The bill, sponsored by Assembly Democrats Wayne P. DeAngelo, Joseph Lagana, Carmelo Garcia and Bob Andrzejczak, targets residents who fraudulently obtain automobile insurance in another state, even though New Jersey is their principal residence or they principally keep the insured vehicle in New Jersey.
“Insurance fraud is not only wrong, but it costs honest drivers money through higher premiums,” said DeAngelo (D-Mercer/Middlesex). “We’ve made a lot of progress in controlling auto insurance rates, but we still have a long way to go and cracking down on fraud needs to be a big part of that continuing effort.”
DeAngelo said the Office of the Insurance Fraud Prosecutor is currently unable to prosecute so-called reverse rate evasion cases because state law does not include it as a form of insurance fraud.

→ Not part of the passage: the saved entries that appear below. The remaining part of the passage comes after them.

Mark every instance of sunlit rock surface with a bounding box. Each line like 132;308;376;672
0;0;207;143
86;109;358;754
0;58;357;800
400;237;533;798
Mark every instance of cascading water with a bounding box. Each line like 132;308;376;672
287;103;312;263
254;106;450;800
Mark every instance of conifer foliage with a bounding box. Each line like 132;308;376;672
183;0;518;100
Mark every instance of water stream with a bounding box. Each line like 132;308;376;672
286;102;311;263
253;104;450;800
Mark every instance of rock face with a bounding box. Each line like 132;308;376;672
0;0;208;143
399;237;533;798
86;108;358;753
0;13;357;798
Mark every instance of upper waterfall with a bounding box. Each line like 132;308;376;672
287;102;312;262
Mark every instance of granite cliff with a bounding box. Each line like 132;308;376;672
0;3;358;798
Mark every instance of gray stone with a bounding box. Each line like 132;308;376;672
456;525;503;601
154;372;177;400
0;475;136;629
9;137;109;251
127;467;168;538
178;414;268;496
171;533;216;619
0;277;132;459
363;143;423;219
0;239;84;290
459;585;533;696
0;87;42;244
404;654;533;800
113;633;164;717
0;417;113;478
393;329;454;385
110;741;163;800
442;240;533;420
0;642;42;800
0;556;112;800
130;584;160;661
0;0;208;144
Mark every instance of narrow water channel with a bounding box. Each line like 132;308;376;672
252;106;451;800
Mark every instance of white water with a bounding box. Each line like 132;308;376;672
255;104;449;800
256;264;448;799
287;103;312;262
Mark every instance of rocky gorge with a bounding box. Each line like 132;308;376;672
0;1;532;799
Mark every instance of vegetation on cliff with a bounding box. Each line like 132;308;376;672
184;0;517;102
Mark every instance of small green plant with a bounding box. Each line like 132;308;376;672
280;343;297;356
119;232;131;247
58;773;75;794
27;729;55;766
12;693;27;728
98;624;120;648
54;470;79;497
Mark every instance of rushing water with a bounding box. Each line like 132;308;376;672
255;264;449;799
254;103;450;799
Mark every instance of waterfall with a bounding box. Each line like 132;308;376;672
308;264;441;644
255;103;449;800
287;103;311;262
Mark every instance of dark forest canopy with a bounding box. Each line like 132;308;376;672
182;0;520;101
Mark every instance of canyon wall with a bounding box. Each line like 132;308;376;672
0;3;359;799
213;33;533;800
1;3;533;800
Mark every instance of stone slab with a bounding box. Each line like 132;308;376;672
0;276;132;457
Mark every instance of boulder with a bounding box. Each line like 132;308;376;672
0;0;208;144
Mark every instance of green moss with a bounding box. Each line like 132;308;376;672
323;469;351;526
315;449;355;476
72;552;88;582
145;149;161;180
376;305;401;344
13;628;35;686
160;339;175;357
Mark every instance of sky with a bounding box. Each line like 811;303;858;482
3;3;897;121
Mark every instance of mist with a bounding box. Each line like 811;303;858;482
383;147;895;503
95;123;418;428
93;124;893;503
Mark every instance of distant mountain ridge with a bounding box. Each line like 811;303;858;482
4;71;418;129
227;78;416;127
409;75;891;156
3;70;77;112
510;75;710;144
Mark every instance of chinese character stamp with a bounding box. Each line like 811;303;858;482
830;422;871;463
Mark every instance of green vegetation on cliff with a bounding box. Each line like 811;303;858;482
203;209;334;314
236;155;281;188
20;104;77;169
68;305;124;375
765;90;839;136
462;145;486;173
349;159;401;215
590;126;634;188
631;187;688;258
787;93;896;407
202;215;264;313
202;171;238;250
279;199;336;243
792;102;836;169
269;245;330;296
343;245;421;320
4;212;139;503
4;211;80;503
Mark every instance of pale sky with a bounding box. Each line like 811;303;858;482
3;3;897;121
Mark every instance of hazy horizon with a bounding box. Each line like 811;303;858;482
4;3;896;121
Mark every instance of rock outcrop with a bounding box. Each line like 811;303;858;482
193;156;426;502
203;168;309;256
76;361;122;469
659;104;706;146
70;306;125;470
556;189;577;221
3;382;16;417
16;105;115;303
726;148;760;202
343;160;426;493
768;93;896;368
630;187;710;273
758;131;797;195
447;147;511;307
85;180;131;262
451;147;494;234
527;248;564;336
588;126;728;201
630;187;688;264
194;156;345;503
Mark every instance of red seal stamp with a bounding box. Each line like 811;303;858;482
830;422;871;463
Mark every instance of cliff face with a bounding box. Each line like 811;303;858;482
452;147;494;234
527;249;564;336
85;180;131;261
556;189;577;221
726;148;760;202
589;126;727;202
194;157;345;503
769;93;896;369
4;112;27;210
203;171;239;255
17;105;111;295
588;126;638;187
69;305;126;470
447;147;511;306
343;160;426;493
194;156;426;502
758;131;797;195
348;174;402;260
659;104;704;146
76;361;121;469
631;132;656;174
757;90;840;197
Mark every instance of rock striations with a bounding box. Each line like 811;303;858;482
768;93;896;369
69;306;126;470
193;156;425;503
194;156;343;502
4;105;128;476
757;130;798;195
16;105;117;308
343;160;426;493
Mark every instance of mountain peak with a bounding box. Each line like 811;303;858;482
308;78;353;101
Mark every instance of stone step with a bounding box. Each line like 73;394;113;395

“The Office of the Insurance Fraud Prosecutor has documented a growing trend of New Jersey residents insuring in North Carolina and Pennsylvania to avoid higher insurance rates,” said Lagana (D-Bergen/Passaic). “The prosecutor has been suggesting this change in the law for more than four years, and we’re going to finally get this done for the benefit of all law-abiding New Jerseyans.”
Under the bill, reverse rate evasion would be considered a form of insurance fraud that violates the New Jersey Insurance Fraud Prevention Act. This bill makes it a crime of the fourth degree.
The bill also specifies that reverse rate evasion constitutes a violation of the New Jersey Insurance Fraud Prevention Act, with the various civil penalties and remedies provided for in that act applying to violations.
“All vehicles that should be registered and insured in New Jersey should be properly registered and insured,” said Garcia (D-Hudson). “Vehicle owners who misrepresent their residence are looking to reduce their own insurance premiums, but this instead results in a loss of revenue to the state, higher premiums for those who properly register their vehicles and reduced revenue for New Jersey insurers.”
“Auto insurance fraud means higher costs for everyone else,” said Andrzejczak (D-Atlantic/Cape May/Cumberland). “That’s why this bill is common sense and fiscally responsible.”
The bill passed the Senate 38-0. It was approved 72-0-0 by the full Assembly in September.